参考にした星野リゾート代表のひとこと

新しいブランドイメージに沿ってキーヴィジュアルを撮影し、Webサイトを刷新し、プレスリリースを打ちましたが、これだけでは大きな反響には結びつきませんでした。もちろん、関心を持ってくれる方はたくさんいましたが、人が実際に動くための動機づけがまだ不十分だったのです。

「ホテルのコンセプトは、繁忙期ではなく、閑散期に合わせてつくるべきだ」――とは星野リゾート代表・星野佳路氏の名言です。

繁忙期には放っておいても一定数の宿泊客はやって来ますが、閑散期は何も手を打たなければ閑古鳥が鳴いてしまう。それゆえ、例えば夏に人気のエリアなら、閑散期の冬に人が集まるような仕掛けを設定しておくことが重要というのです。

そう考えると、インバウンド向けのマーケティング方針をやめたこともあり、閑散期や平日にお客さんが集まるような仕掛けをつくることが急務でした。

湯河原の閑散期(10月〜2月)や平日にある程度自由に動くことができる人は、一体誰なのだろう。

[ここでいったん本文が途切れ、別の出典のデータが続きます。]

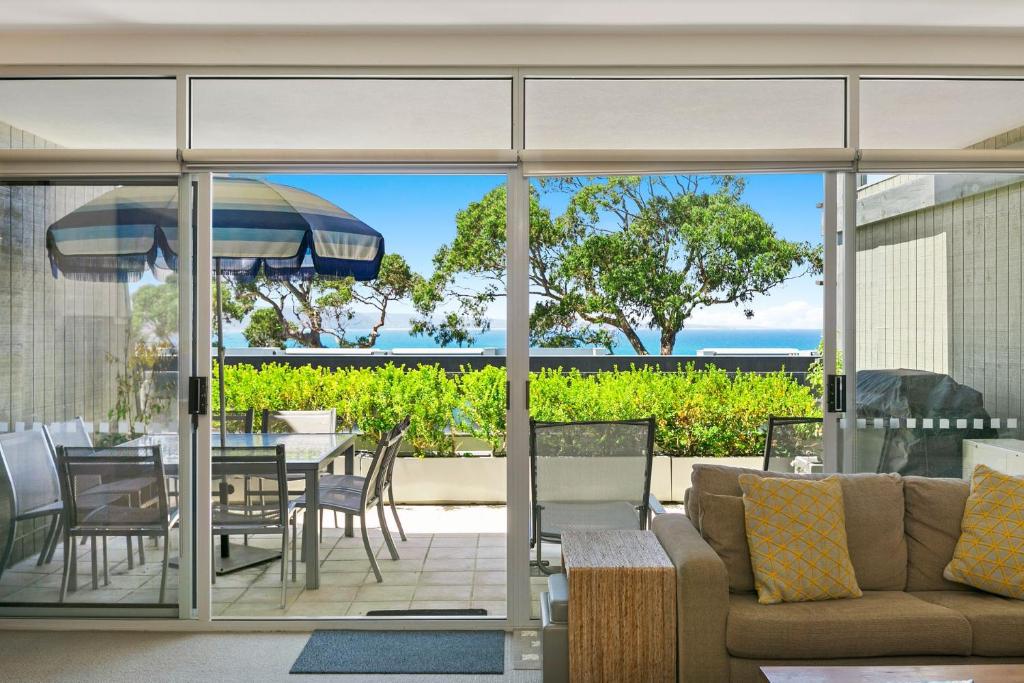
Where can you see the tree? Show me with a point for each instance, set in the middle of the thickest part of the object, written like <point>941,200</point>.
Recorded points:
<point>307,311</point>
<point>155,310</point>
<point>628,253</point>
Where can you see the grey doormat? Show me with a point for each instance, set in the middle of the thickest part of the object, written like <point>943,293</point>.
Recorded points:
<point>402,652</point>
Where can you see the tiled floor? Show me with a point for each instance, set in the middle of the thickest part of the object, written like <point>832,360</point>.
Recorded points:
<point>454,558</point>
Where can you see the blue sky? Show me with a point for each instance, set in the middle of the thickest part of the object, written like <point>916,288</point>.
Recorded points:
<point>416,214</point>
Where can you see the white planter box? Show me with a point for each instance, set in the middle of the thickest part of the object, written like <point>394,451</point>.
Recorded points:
<point>482,479</point>
<point>446,480</point>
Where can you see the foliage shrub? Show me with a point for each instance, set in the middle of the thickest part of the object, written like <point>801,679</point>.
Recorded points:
<point>706,413</point>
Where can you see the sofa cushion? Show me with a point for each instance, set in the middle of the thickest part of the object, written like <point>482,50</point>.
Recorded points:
<point>723,527</point>
<point>989,554</point>
<point>873,507</point>
<point>880,624</point>
<point>934,512</point>
<point>996,623</point>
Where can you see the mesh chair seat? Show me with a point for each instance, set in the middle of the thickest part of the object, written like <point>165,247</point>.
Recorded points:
<point>126,518</point>
<point>122,486</point>
<point>342,481</point>
<point>558,517</point>
<point>238,517</point>
<point>337,499</point>
<point>42,511</point>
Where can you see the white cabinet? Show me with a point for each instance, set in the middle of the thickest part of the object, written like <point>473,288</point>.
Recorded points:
<point>1005,455</point>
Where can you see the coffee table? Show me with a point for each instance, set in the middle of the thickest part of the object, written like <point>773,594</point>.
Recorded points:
<point>985,673</point>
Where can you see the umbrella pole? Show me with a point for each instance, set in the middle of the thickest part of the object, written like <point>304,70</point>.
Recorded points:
<point>220,355</point>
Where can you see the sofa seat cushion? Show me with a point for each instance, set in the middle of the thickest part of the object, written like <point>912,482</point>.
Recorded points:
<point>873,509</point>
<point>880,624</point>
<point>723,526</point>
<point>996,623</point>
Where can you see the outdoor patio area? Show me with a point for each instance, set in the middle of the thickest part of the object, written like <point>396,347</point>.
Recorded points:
<point>454,559</point>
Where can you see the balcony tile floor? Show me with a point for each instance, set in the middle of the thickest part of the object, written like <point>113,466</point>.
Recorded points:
<point>454,558</point>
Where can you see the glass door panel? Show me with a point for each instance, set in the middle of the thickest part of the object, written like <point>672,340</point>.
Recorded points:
<point>325,355</point>
<point>938,324</point>
<point>643,306</point>
<point>89,310</point>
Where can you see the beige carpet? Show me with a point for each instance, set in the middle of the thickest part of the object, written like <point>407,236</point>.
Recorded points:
<point>107,656</point>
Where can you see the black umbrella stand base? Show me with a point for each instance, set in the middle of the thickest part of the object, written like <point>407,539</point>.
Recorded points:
<point>243,557</point>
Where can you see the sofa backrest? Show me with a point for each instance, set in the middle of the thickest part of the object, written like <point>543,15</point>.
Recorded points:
<point>875,514</point>
<point>934,511</point>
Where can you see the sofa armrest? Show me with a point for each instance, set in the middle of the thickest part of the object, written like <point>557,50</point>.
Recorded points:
<point>701,600</point>
<point>654,505</point>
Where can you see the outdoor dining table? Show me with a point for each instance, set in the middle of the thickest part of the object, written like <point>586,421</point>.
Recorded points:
<point>305,454</point>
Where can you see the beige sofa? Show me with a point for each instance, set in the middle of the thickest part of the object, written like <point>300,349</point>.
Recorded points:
<point>901,532</point>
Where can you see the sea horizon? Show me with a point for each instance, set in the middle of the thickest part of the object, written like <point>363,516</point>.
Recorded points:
<point>688,342</point>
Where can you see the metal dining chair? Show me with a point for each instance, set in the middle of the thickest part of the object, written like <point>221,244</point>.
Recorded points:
<point>75,433</point>
<point>355,481</point>
<point>592,475</point>
<point>133,501</point>
<point>34,488</point>
<point>363,501</point>
<point>267,516</point>
<point>296,422</point>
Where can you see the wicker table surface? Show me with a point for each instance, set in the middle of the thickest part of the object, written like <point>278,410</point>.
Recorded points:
<point>622,606</point>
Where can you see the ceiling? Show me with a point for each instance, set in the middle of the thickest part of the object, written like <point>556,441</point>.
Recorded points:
<point>364,15</point>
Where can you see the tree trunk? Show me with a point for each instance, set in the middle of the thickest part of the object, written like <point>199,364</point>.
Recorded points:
<point>668,341</point>
<point>634,340</point>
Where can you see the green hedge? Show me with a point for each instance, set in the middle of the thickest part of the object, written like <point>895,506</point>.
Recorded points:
<point>705,413</point>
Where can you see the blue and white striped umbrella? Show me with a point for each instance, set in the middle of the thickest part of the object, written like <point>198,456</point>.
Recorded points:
<point>258,226</point>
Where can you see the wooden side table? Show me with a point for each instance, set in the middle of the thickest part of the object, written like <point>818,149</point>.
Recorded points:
<point>622,607</point>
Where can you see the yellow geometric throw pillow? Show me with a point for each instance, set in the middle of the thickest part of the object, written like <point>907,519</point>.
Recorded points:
<point>989,554</point>
<point>796,529</point>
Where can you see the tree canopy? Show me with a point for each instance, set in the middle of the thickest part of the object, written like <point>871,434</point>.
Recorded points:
<point>627,253</point>
<point>310,311</point>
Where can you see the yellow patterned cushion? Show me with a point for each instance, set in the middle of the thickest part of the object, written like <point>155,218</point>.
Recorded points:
<point>796,529</point>
<point>989,554</point>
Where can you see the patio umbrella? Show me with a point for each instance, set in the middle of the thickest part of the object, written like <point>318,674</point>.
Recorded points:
<point>259,227</point>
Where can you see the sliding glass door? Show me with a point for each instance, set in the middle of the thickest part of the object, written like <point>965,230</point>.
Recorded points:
<point>93,343</point>
<point>346,310</point>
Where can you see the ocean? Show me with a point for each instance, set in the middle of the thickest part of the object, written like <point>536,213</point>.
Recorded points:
<point>687,343</point>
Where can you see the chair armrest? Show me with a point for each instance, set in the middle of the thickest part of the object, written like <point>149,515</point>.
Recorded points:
<point>701,600</point>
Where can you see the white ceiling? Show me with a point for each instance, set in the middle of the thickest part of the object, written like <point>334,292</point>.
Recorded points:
<point>835,15</point>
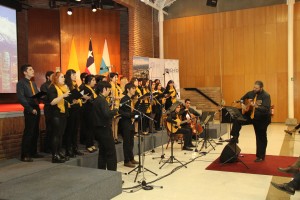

真っ先に脳裏に浮かんだのは「長期の休みがあって自由な時間が多い大学の同級生たち」でした。この発見から、ターゲットはもっとシャープに研ぎ澄ます必要があったことに気づかされました。狙うべきは、「東京に暮らす20〜30代」ではなく、「東京の大学に通う大学生たち」だったのです。

大学生をどうすれば湯河原に呼べるか

では、「東京の大学に通う大学生たち」が思わず湯河原に来たくなるにはどうしたらよいのでしょうか? 彼らの抱えているインサイトとは一体何なのかを知るため、昼夜を厭わず毎日Twitter(現・X:以下、Twitterと表記)にかじりつき、大学生たちの行動パターンを徹底的にリサーチしました。

やれバイトがどうだ、学祭がどうだといったさまざまな情報の海の中で、ある時、ふと卒論に取り組んでいる人がたくさんいることに気づきました。(…)

もしも、上げ膳据え膳で食事が提供されて、いつでも温泉に入れる環境があれば、彼らはもっと卒論や卒制に集中できるはず……そう思ったある夜、私はTwitterでこう呟きました。

「大学生たちに、卒論を書きに湯河原まで来てほしいな」

しばらくして、フォロワーのひとりからこんなリプライが届いたのです。

「卒論学割パックみたいなものをつくってほしいです!」

その何気ないリクエストは大学生の抱えるインサイトと結びつき、頭の中に素晴らしいアイディアが浮かんできたのです。

「卒論を書きに来てください!」と訴えるだけでは人は動きませんし、「大学生は割引します!」というだけではさほどの訴求力はないでしょう。

「行く理由」を明確にデザインした企画をつくり込み、届けてあげることで、実際に行動を起こすハードルが大きく下がるのではないかと考えました。